114A21

78歳の男性。皮下出血を主訴に来院した。1週前に誘因なく左上肢に皮下出血が出現し、その2日後には右上肢、そして今朝目が覚めると両側大腿部にも広範な皮下出血が出現した。労作時息切れもあり家族に付き添われて受診した。意識は清明。身長168cm、体重58kg。体温36.3℃。脈拍104/分、整。血圧130/80mmHg。呼吸数24/分。SpO2 96%(room air)。眼瞼結膜は貧血様である。表在リンパ節を触知しない。胸骨右縁第2肋間を最強点とする収縮期駆出性雑音を聴取する。呼吸音に異常を認めない。腹部は平坦、軟で、肝・脾を触知しない。四肢と側腹部に広範な紫斑を認める。尿所見に異常を認めない。

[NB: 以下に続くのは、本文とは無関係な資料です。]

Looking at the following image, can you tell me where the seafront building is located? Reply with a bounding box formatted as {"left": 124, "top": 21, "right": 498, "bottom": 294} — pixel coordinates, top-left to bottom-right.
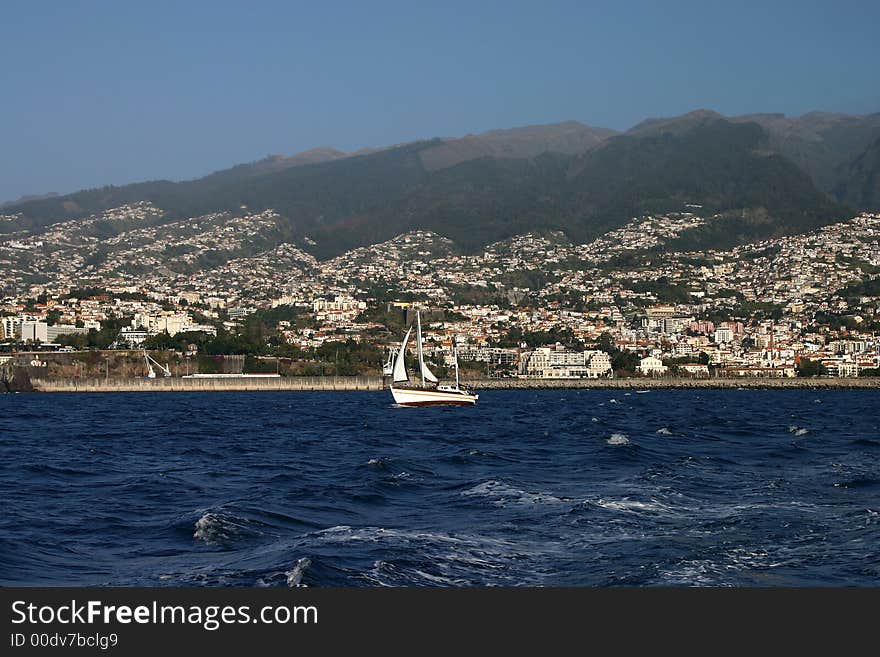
{"left": 519, "top": 345, "right": 613, "bottom": 379}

血液所見:赤血球284万、Hb 8.6g/dL、Ht 25%、白血球4,200(分葉核好中球66%、好酸球5%、好塩基球1%、単球13%、リンパ球15%)、血小板32万。PT-INR 1.1(基準0.9〜1.1)、APTT 72.2秒(基準対照32.2)。

診断に有用な検査はどれか。

骨髄穿刺
皮膚生検
Coombs試験
抗血小板抗体の測定
第VIII因子活性の測定

解答: e

114A21の解説

皮下出血を主訴に来院した78歳男性。貧血をきたしており、その代償として収縮期雑音を聴取する。血小板やPT-INRは基準値内であるがAPTTが延長している。高齢初発の内因系のみのトラブルといえば、後天性血友病である。
a 貧血はあるものの、白血球数と血小板数は正常であり悪性腫瘍は考えにくい。骨髄穿刺から得られる情報はほぼないため不要である。
b 出血傾向の状態で皮膚生検をしては止血困難となる。★禁忌★
c Coombs試験は自己免疫性溶血性貧血の検査である。
d 血小板数は正常であり、有用ではない。
e 正しい。後天性血友病では第VIII因子活性が低下する。